Mas o que está afinal em causa? O que é o Quadro Financeiro Plurianual?
O Quadro Financeiro Plurianual da União Europeia é o orçamento de longo prazo da UE, normalmente de sete anos, que define quanto dinheiro a Europa pode gastar e em que áreas — por exemplo, Política de Coesão, Política Agrícola Comum (PAC), Política Comum das Pescas (PCP), inovação, defesa, migração, ambiente, entre outras.
Atualmente, os fundos são geridos em parceria entre a Comissão Europeia, os Estados-membros, as regiões e as autoridades locais, que negociam e aplicam programas regionais concretos. Isto significa que há programas regionais (por exemplo, para o Norte, Centro, Alentejo, Açores, Madeira, etc., no caso de Portugal), cada um com autonomia para definir prioridades — como infraestruturas, apoio a empresas locais ou formação profissional — sempre em articulação com Bruxelas. Ora, com a nova proposta da Comissão passaria a haver um único plano nacional negociado apenas com o governo central de cada Estado-membro, ou seja, as regiões e municípios deixariam de negociar diretamente com a Comissão Europeia.
"Projeto da UE é fragilizado e colocado em perigo pela proposta da Comissão Europeia"
Para o eurodeputado socialista André Rodrigues, "a proposta da Comissão Europeia fere de morte a política de coesão, que é uma política que foi responsável pela história do sucesso e da construção deste projeto comunitário". "É um ataque direto ao coração da UE, que é a política de coesão."
André Rodrigues tem expectativa de que ainda seja possível a Comissão Europeia "inverter o caminho". "Se assim for, estaremos em condições de reanalisar este processo. Mas se não for assim, se mantiver esta proposta, não terá outro remédio se não contar com o chumbo da maioria do Parlamento Europeu."
Já o social-democrata Carlos Carvalho, membro do Comité das Regiões, classificou a proposta como “um claro retrocesso” e deixou um alerta: “Vamos acabar por aumentar as assimetrias, por aumentar aquilo que já são as diferenças entre territórios menos beneficiados, porque com toda a certeza que os fundo, que felizmente ao longo destes anos têm chegado a essas regiões, dificilmente vão irão chegar.
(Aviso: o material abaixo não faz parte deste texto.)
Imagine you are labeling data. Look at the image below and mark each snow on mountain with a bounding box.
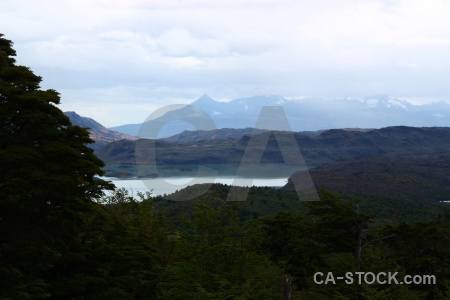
[109,95,450,137]
[387,98,408,110]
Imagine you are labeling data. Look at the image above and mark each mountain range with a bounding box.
[94,126,450,178]
[109,94,450,137]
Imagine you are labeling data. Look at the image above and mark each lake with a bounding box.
[103,164,307,197]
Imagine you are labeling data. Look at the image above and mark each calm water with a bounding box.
[103,164,306,197]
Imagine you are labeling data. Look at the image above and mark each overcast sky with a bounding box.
[1,0,450,127]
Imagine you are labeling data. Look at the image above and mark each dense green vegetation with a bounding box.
[41,187,447,299]
[286,152,450,199]
[1,33,449,299]
[0,33,114,298]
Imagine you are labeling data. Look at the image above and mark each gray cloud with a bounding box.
[1,0,449,126]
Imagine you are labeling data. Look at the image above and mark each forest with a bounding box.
[1,33,449,299]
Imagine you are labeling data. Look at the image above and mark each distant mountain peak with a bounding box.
[192,94,217,105]
[109,94,450,136]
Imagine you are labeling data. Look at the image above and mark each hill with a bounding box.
[161,127,267,143]
[94,126,450,177]
[162,127,373,143]
[64,111,137,149]
[284,151,450,204]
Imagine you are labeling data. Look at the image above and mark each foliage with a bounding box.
[0,33,112,299]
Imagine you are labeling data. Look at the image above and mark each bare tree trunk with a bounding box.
[284,275,291,300]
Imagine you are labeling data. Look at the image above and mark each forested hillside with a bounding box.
[285,151,450,205]
[95,126,450,178]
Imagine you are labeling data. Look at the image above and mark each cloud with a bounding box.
[1,0,449,126]
[156,28,229,57]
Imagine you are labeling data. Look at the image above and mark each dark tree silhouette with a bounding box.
[0,33,113,299]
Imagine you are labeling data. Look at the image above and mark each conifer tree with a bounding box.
[0,33,113,298]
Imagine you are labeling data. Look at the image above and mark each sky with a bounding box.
[1,0,450,127]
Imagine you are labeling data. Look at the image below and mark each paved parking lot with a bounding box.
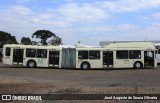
[0,63,160,103]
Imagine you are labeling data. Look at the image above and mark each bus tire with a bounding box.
[81,62,90,70]
[27,60,36,68]
[134,61,143,69]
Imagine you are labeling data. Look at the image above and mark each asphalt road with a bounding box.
[0,63,159,87]
[0,63,160,103]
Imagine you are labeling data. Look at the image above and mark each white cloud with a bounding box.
[64,0,74,2]
[76,24,137,33]
[17,0,37,4]
[117,24,137,31]
[0,6,32,31]
[0,5,36,42]
[55,3,109,24]
[152,12,160,19]
[1,0,160,45]
[71,23,160,45]
[50,0,61,4]
[4,5,33,16]
[95,0,160,12]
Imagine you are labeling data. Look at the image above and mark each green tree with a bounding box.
[32,30,56,45]
[0,31,18,48]
[32,41,39,45]
[21,37,32,45]
[48,36,62,45]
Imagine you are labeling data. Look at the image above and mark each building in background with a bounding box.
[99,41,160,46]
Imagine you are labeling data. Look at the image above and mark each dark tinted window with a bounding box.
[129,50,141,59]
[156,45,160,49]
[26,49,36,57]
[89,51,100,59]
[116,50,128,59]
[78,51,88,59]
[5,48,10,56]
[156,46,160,54]
[36,49,47,58]
[53,51,59,58]
[0,50,2,57]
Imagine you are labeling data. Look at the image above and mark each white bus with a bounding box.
[3,45,62,68]
[76,42,157,69]
[3,44,76,68]
[3,42,157,69]
[155,43,160,64]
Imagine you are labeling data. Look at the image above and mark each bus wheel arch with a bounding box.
[133,61,143,69]
[27,60,37,68]
[80,62,90,70]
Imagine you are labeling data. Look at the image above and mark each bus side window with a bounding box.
[89,51,100,59]
[116,50,128,59]
[158,50,160,54]
[0,50,2,57]
[147,51,153,58]
[129,50,141,59]
[78,51,88,59]
[26,49,36,57]
[36,49,47,58]
[5,48,11,56]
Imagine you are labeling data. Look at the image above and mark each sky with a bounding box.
[0,0,160,45]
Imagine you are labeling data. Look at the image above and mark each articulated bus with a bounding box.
[3,42,157,69]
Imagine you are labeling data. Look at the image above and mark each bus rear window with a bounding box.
[5,48,11,56]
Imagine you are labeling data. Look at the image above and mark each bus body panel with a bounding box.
[76,59,103,68]
[113,51,143,68]
[75,50,103,68]
[156,54,160,63]
[3,48,13,65]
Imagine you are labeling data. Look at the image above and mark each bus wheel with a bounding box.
[134,62,142,69]
[27,60,36,68]
[81,62,90,70]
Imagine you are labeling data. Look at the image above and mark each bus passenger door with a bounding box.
[103,51,113,67]
[49,51,60,67]
[144,51,154,67]
[156,50,160,64]
[13,49,24,64]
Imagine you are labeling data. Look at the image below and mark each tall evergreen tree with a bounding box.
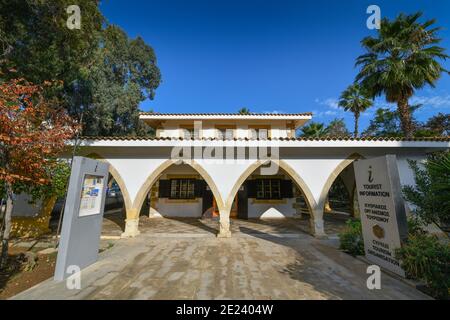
[363,105,422,137]
[424,113,450,136]
[325,118,351,137]
[0,0,104,114]
[83,26,161,136]
[0,0,161,136]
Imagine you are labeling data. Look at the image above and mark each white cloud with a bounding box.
[315,98,340,109]
[315,94,450,114]
[311,109,324,118]
[313,98,346,119]
[263,109,286,114]
[410,95,450,109]
[312,109,345,118]
[361,110,374,117]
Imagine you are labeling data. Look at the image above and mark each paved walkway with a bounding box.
[12,221,429,300]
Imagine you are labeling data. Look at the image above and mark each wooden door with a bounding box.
[213,196,238,218]
[237,185,248,219]
[230,196,238,218]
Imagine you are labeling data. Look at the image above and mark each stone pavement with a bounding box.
[12,221,430,300]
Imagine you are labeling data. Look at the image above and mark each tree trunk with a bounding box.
[354,113,359,138]
[0,182,13,269]
[397,98,413,138]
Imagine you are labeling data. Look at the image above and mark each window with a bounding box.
[184,128,194,139]
[249,127,269,139]
[170,179,196,199]
[256,179,281,200]
[216,127,234,139]
[180,127,198,139]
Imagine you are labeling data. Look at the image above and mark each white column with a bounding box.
[310,207,327,239]
[121,209,140,238]
[217,209,231,238]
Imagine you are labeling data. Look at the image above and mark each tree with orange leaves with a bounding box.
[0,79,78,268]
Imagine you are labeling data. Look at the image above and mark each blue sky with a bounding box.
[100,0,450,131]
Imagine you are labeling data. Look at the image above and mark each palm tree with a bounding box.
[299,122,327,138]
[238,107,251,115]
[338,83,373,137]
[355,12,449,138]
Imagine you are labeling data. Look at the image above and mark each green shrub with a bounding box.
[338,219,364,256]
[396,234,450,300]
[403,151,450,230]
[407,216,426,236]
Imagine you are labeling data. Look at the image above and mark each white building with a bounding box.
[77,112,450,238]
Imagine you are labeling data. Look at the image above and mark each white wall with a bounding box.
[195,158,256,205]
[396,154,425,187]
[201,126,217,139]
[236,124,249,138]
[106,157,168,205]
[158,126,179,138]
[156,120,293,140]
[283,157,347,205]
[80,145,441,222]
[270,124,288,139]
[248,199,296,218]
[151,199,203,218]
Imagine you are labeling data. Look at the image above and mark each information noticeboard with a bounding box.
[353,155,408,277]
[54,157,109,281]
[79,175,105,217]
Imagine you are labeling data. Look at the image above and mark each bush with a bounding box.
[339,219,364,256]
[407,216,426,236]
[396,234,450,300]
[403,151,450,230]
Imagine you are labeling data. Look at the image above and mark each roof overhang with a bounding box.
[139,113,313,128]
[74,137,450,150]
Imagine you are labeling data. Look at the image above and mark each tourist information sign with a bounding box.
[354,155,408,277]
[54,157,109,281]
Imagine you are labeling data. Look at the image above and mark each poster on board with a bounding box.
[79,175,105,217]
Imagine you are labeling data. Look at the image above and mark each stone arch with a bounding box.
[85,153,132,213]
[132,159,225,216]
[225,159,317,217]
[318,153,364,212]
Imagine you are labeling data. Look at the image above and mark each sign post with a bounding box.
[354,155,408,277]
[54,156,109,281]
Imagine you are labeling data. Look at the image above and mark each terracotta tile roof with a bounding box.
[79,136,450,142]
[139,112,313,117]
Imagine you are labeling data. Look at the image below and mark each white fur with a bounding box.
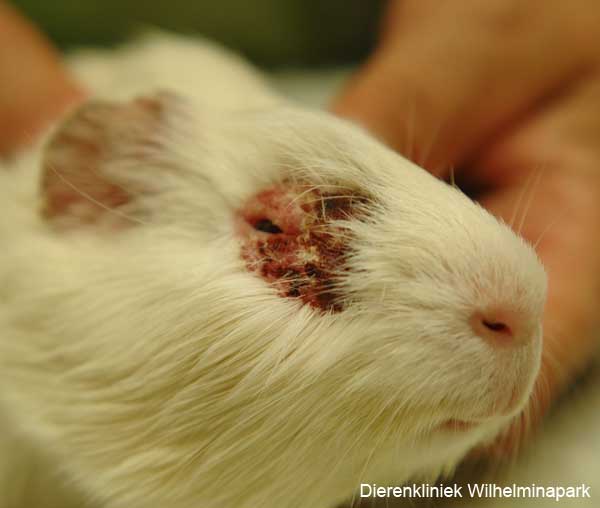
[0,33,547,508]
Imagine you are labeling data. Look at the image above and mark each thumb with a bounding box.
[331,0,595,176]
[0,2,85,156]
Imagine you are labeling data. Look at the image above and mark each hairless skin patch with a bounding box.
[237,182,367,312]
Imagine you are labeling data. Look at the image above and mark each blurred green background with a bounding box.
[12,0,385,67]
Isso vai criar graves problemas a países como Portugal.”
No mesmo sentido, Vasco Cordeiro, que também marcou presença na manifestação de quarta-feira, não tem dúvidas de que a proposta da Comissão representa um "desafio gigantesco". Para o atual presidente da Comissão de Política de Coesão Territorial e Orçamento da União Europeia e antigo presidente do Comité das Regiões, a política de coesão está a ser "sacrificada em benefício de um conjunto de outras áreas".
É preciso não esquecer que a coesão social, territorial e económica entre os países e os territórios da UE é um dos objetivos dos tratados. Portanto não é apenas uma questão de perceção ou de entendimento conjuntural, é um pilar essencial deste projeto político. A minha leitura é que esse pilar essencial desse projeto político que é a União Europeia é fragilizado e colocado em perigo pela proposta da Comissão Europeia.
O Comité Europeu das Regiões é o órgão consultivo da UE que representa as autoridades locais e regionais dos Estados-Membros. Com sede em Bruxelas, o Comité tem como principal missão garantir que a voz das cidades e regiões seja ouvida no processo de decisão europeu. Por exemplo, se a Comissão Europeia quiser aprovar uma nova lei sobre transporte urbano sustentável, o Comité das Regiões será consultado para emitir um parecer, explicando, por exemplo, como é que a lei pode ou não afetar as comunidades.
A delegação portuguesa do Comité das Regiões Europeu é composta por 12 membros efetivos — José Manuel Ribeiro, Miguel Albuquerque, Vasco Cordeiro, Luís Antunes, José Bolieiro, Carlos Carvalho, Pedro Miguel Ribeiro, Vítor Guerreiro, Basílio Horta, Ribau Esteves e Ricardo Rio.
Depois das eleições autárquicas em Portugal, estão previstas alterações, quer porque atingiram o número limite de mandatos, quer porque perderam o lugar nas autárquicas. A TSF sabe que apenas três deverão manter o cargo.